Socioeconomic status and income have previously been noted to be closely correlated with the quantity, quality and even linguistic nature of the information covered within Wikipedia (Ruprechter et al., 2023; Sheehan et al., 2019). Users from nations with a lower level of development (including a lower level of education) are also more likely to make in-depth use of Wikipedia and to focus on educational rather than entertainment-related topics compared to more developed nations (Lemmerich et al., 2019). Recent studies have suggested that usage of ChatGPT among students is a little higher in developed nations than developing nations, as well as being higher among more educated respondents and in urban and suburban areas rather than rural areas (Amoah et al., 2025). Nevertheless, no significant relationship has been found between economic status and usage.
Even so, citizens of developing nations face additional challenges to exploit the opportunities offered by generative AI technologies. While most now have access to the internet (Heeks, 2022), this is often predominantly through smart phones or other mobile devices (James, 2020) and a lack of reliable internet access and high associated costs may prevent individuals from using generative AI technologies (Mannuru et al., 2023). Therefore, while ChatGPT may have been technically available to speakers of six languages within our sample, it was not equally available to all individuals.
Associating individual languages with a given country (or set of countries) is also difficult. For example, Swahili is used as a lingua-franca across a wide range of Africa and has over 140 million second language speakers compared to just five million first language speakers (Jerro, 2018). Conversely, Swedish is predominantly a first language spoken in Sweden and parts of Finland. While there are limited reliable indications of the number and geographic spread of second language Swedish speakers (see Petzell, 2023), it seems inevitable that this will be lower than lingua-franca languages such as English and Swahili.
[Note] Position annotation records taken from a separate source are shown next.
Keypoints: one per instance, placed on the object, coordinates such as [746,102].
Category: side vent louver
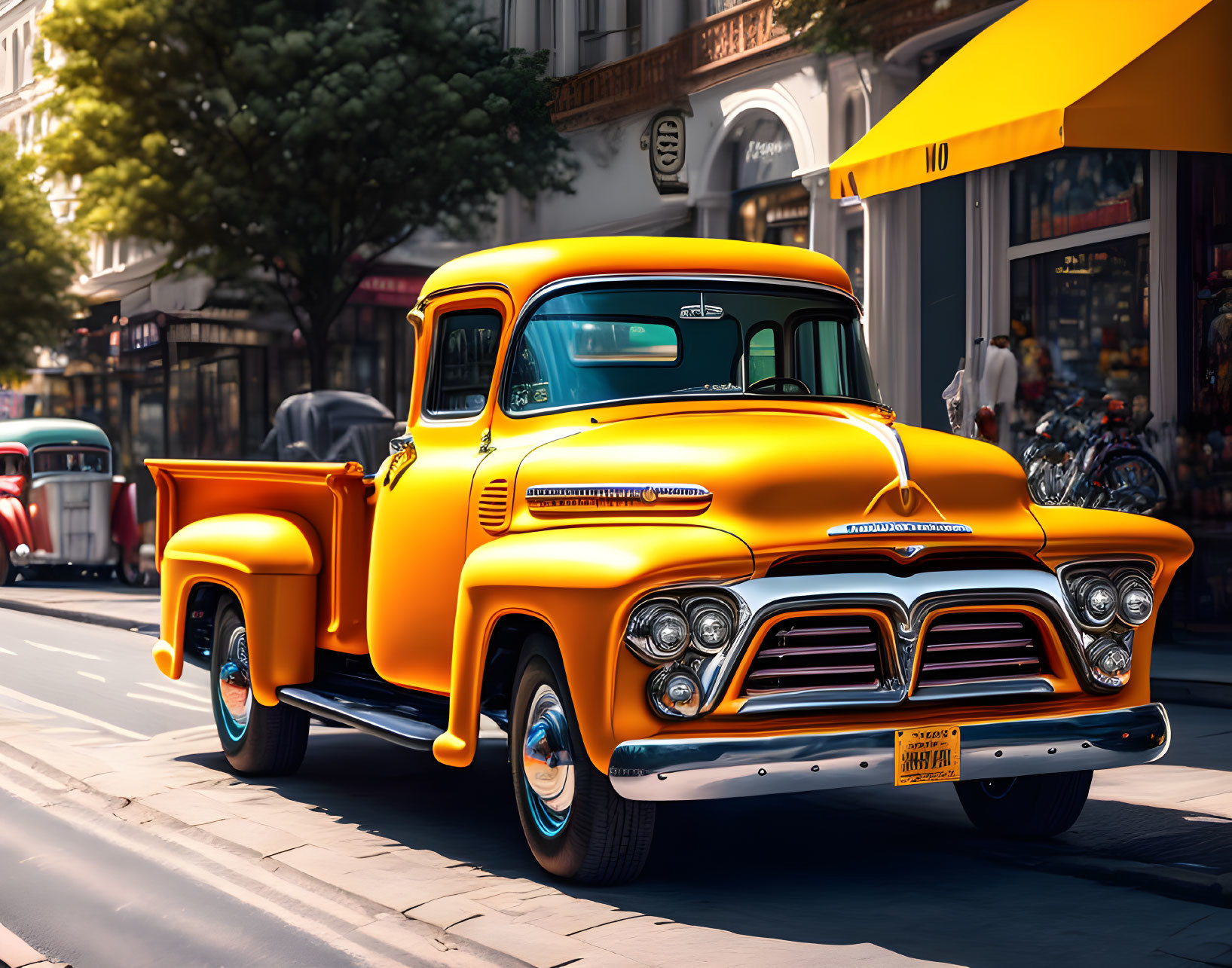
[494,506]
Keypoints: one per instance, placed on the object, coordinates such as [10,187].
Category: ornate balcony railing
[711,50]
[888,23]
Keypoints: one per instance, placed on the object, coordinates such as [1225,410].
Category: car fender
[580,582]
[271,562]
[14,522]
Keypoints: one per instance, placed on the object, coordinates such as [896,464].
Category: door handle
[402,456]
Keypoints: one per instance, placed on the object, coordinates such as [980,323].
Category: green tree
[298,138]
[38,264]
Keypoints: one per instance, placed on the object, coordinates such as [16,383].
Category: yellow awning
[1053,73]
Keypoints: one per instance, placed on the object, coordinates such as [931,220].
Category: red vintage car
[62,510]
[15,533]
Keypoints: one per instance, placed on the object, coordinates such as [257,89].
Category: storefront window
[1201,597]
[1073,190]
[768,205]
[1078,318]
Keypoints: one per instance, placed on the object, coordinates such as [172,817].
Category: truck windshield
[621,343]
[60,460]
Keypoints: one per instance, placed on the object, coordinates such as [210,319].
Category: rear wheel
[1040,806]
[258,739]
[576,824]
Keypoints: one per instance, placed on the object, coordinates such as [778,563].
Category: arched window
[27,56]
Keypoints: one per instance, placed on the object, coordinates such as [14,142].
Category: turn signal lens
[658,632]
[675,692]
[1135,601]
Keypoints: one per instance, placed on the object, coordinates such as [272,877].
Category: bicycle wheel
[1134,482]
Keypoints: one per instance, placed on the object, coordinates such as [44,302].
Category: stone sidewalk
[157,785]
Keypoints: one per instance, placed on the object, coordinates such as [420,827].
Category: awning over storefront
[1053,73]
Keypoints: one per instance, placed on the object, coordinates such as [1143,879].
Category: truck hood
[789,482]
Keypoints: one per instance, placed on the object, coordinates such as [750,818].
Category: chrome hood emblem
[897,527]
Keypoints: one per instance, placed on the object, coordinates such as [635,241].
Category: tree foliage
[37,265]
[302,137]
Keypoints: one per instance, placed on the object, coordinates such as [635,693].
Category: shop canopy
[1055,73]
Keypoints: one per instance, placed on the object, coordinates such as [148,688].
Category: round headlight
[675,692]
[1096,599]
[1109,657]
[710,624]
[1135,600]
[658,632]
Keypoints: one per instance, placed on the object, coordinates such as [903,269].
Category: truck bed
[332,498]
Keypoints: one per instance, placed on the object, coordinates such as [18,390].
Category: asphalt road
[900,869]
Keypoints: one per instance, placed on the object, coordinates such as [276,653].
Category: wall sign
[665,143]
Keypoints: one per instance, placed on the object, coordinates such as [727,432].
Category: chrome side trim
[582,498]
[907,600]
[712,768]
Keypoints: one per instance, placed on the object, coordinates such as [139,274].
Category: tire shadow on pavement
[815,869]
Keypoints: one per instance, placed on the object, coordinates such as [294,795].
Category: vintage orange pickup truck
[653,518]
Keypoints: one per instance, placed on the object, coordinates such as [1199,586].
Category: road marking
[67,652]
[32,774]
[175,691]
[50,707]
[168,702]
[15,951]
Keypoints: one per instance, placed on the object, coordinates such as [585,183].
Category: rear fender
[270,562]
[580,583]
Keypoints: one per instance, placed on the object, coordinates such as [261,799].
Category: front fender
[271,563]
[1081,533]
[14,522]
[580,582]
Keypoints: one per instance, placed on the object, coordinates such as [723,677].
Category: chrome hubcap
[234,688]
[547,762]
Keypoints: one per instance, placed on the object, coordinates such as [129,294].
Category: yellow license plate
[928,755]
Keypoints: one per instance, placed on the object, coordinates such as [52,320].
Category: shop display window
[1201,597]
[1078,319]
[1077,190]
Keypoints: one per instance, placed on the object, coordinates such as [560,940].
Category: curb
[1191,692]
[93,618]
[451,921]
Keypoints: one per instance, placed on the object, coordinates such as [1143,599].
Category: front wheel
[267,741]
[576,824]
[1028,807]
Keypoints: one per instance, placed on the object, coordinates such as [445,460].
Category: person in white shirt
[1001,386]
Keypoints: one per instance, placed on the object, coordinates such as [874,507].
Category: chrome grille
[980,646]
[818,652]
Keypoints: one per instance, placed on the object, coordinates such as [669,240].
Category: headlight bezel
[1100,640]
[705,663]
[1117,573]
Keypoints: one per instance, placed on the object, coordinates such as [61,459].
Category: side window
[763,354]
[463,362]
[820,357]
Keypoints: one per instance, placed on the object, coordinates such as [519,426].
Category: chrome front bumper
[748,766]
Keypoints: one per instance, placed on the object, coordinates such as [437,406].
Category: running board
[399,718]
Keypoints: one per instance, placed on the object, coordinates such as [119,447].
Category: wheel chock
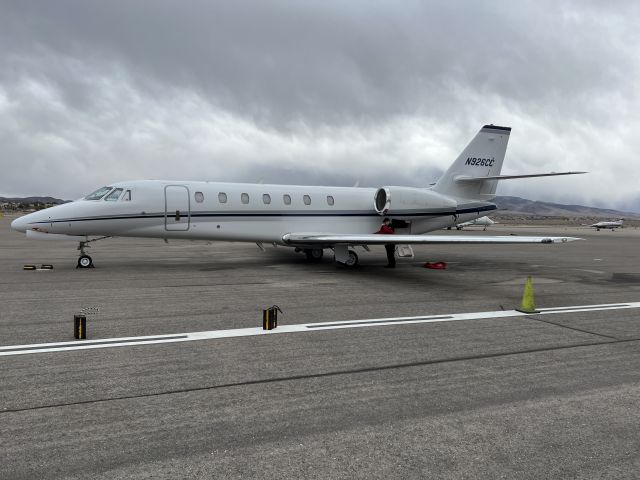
[80,327]
[528,304]
[270,317]
[436,265]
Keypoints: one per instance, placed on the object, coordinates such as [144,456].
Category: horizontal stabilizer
[464,178]
[377,239]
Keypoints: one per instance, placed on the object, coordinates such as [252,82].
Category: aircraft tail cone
[528,304]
Nevertheless, some languages in our sample can be associated with specific levels of socioeconomic development. Swedish and Italian are largely spoken by speakers in developed countries, while Urdu is predominantly spoken in languages with a medium level of human development and Swahili is commonly spoken across many countries with medium-to-low levels of human development according to the human development index 14 . The 2025 United Nations’ Development Programme Report found that countries with lower development indices had the lowest rate of AI usage to date 15 . However, it is also important to recognise that Wikipedia does not restrict access based on country and a given language edition can be viewed and edited from any country. Farsi and Chinese Wikipedia, for example, both receive significant numbers of edits outside of the main countries in which those languages are spoken (Bipat et al., 2021).
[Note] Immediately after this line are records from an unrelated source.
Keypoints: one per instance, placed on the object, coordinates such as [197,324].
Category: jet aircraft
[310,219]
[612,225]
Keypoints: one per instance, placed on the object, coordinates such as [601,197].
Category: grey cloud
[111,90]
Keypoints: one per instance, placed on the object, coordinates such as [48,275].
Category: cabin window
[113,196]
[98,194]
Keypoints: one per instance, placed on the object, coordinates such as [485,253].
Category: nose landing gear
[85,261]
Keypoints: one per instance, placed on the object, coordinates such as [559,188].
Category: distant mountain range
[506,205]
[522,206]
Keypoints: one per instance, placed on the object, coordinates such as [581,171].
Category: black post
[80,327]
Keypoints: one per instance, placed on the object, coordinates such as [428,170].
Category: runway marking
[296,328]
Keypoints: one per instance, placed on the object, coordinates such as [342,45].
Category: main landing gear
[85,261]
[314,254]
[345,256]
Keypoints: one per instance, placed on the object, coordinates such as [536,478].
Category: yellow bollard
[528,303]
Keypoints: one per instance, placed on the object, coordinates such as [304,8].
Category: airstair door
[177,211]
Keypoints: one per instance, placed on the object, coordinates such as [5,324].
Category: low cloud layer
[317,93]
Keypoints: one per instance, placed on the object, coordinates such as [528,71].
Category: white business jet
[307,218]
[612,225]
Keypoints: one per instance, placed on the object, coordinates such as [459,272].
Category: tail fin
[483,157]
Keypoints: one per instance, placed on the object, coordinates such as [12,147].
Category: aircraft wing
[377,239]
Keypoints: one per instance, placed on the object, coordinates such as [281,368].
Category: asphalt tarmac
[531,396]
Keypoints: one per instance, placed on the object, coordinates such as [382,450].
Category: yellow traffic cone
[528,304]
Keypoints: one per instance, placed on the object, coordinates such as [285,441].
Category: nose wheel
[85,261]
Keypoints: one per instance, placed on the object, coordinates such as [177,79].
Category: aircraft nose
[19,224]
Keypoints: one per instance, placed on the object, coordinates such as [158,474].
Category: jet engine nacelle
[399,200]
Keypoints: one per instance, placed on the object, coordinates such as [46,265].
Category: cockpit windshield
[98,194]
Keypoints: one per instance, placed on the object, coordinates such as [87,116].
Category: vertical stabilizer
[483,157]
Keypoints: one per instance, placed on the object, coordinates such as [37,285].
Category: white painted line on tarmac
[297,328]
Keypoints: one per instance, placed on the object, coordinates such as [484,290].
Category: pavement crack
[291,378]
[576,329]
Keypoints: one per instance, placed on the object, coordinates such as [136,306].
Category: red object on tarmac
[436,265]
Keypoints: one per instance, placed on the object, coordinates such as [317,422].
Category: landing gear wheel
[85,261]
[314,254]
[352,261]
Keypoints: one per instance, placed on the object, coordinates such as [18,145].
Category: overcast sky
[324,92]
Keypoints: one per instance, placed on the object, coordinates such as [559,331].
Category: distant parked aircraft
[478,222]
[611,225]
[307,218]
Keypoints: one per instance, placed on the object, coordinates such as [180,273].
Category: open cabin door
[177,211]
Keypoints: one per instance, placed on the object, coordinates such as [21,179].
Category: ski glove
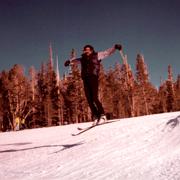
[118,46]
[67,63]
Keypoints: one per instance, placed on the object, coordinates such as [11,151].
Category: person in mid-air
[90,67]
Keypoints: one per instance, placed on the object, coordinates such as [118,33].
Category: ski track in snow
[146,147]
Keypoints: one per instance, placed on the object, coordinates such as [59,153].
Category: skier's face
[87,51]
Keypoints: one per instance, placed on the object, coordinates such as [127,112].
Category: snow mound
[146,147]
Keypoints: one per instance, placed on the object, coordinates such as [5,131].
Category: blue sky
[149,27]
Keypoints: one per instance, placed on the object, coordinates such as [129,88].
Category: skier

In summary, then, it is difficult to directly isolate country- and language-specific effects associated with ChatGPT usage, particularly as speakers of some languages may occupy a wider geographic area and/or had the capacity to move much more readily. Moreover, it is highly likely that questions of human development and socioeconomic status have played a role in the availability of ChatGPT in at least some of the countries which we sampled. We also recognise that the effects of national and cultural events were likely to be overrepresented in some languages with predominantly L1 speakers (e.g. Swedish) compared to others.
Impact on views
Nevertheless, far from being associated with reduced engagement, our regression outputs actually suggest that for five of the six languages, the number of page views and the number of visiting users actually increased in the period after ChatGPT released – arguably substantially so given that the smallest increase we predicted was over 10%. This change was observed even when controlling for the day of the week and week of the year.
Results from the six countries where ChatGPT was unavailable also showed an increase in page views and visitor numbers in the period after release. Given this increase cannot be a result of ChatGPT, it may initially appear that the increases observed across the different languages was merely the result of changes in long-term engagement patterns across Wikipedia as a whole. However, what is notable is that the increases for languages from countries where ChatGPT was unavailable were consistently greater than for those languages from countries where it was. This may suggest that the release of the tool was associated with a lower increase in engagement within those particular Wikipedia language editions.
On the one hand, this would not be entirely surprising. The phenomenon of interdependence between Wikipedia and other Web services is well-documented, particularly search engines (McMahon et al., 2017; Piccardi et al., 2021; Vincent and Hecht, 2021). At this time, there is limited published research which demonstrates how and why users have been engaging with ChatGPT, but early indications would suggest users are turning to it in place of other information gathering tools such as search engines Karunaratne and Adesina (2023); Taecharungroj (2023). Indeed, question answering, search and recommendation are key functionalities of large language models identified in within the literature Chang et al. (2023). Unlike search engines, ChatGPT does not have a clear capacity to drive users to Wikipedia. It does not typically link to sources unless asked to Wu et al. (2023) and even sometimes fabricates sources McGowan et al. (2023); Zuccon et al. (2023). Even were it to link to sources, evidence from existing knowledge sharing systems suggests that any relationship is extremely one way with little – if any – traffic coming to Wikipedia from comments and answers that cite articles and pages Vincent et al. (2018).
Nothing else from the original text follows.